Thanks for the tip on the Kahan summation. However, wouldn’t the multiplication bit in my kernel also generate significant errors? I think the significant error in my case is coming from the multiplication of the two floats when one or both of the floats are quite small.
x and y is the same matrix and I am multiplying some part of the column vectors together. The IDX2C macro is the standard indexing as described in CUBLAS manual.
[codebox]
global void kernel_mat(int *n, const float *x, int *incx, const float *y, int *incy,
int *num_blocks, int *i, int *i1, float *factor, float *gpu_data)
{
const int tid = (blockIdx.x * blockDim.x + threadIdx.x) + (blockIdx.y * gridDim.x);
if (tid < (*num_blocks)){
int k_incx = *incx;
int k_incy = *incy;
int k_n = *n;
int k_i = *i;
int k_i1 = *i1;
float result = 0.0f;
device_acc(k_n, &x[IDX2C(k_i, k_i1, c_num_equations)], k_incx,
&y[IDX2C(k_i1+tid, k_i1, c_num_equations)], k_incy,
result);
gpu_data[tid] = result/(*factor);
}
Other options include changing the order of summation (like sort and sum from smallest to biggest) or use a reduction method which will also reduce error by tending to keep summed terms approximately the same order of magnitude.

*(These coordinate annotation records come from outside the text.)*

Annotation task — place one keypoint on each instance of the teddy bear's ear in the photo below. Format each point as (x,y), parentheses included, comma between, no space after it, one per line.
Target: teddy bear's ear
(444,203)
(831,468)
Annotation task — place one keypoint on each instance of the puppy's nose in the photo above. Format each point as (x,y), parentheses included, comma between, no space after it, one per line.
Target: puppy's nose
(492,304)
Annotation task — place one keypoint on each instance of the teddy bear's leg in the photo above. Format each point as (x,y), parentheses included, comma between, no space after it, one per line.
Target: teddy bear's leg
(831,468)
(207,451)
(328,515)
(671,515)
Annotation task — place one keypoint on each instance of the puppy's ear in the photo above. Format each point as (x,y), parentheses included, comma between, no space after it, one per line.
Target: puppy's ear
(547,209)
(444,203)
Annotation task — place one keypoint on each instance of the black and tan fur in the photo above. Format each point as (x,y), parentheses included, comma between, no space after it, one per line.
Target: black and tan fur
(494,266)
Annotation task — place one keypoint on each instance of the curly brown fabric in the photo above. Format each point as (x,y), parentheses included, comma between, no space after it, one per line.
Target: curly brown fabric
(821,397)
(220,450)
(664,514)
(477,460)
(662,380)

Multiplication in floating point grows relative error at a low and predictable rate (unless you are over/underflowing). It is addition of two values with different magnitudes that grows the error very fast, and this is often the case in long sums.

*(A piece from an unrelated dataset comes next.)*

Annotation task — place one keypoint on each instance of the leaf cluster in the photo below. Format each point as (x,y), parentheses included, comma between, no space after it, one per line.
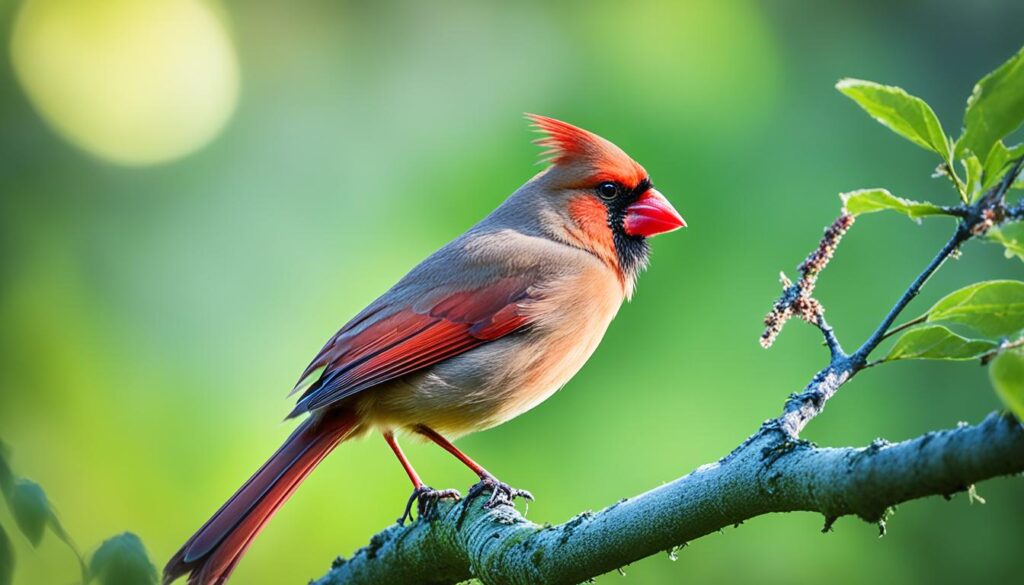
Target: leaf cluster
(985,320)
(120,560)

Cool. Good to know. Many thanks for this. I will give it a shot tomorrow. The reason I was wondering was if you look at the first calculation in the output:
[codebox]
GPU:
x y x * y
188.459503: -0.000000: -0.000022
CPU:
x y x * y
188.459503: -0.000000: -0.000007
[/codebox]
I am not sure if using printf() with higher precision would tell me much but maybe there is an underflow going on somewhere.
Anyway, I will implement this tomorrow and see what happens.
One last general question:
Does CUBLAS does anything like this to reduce computation errors. Say, I have a long vector and I use cublasSdot to compute the dot product. Would the results be summed up with such a technique?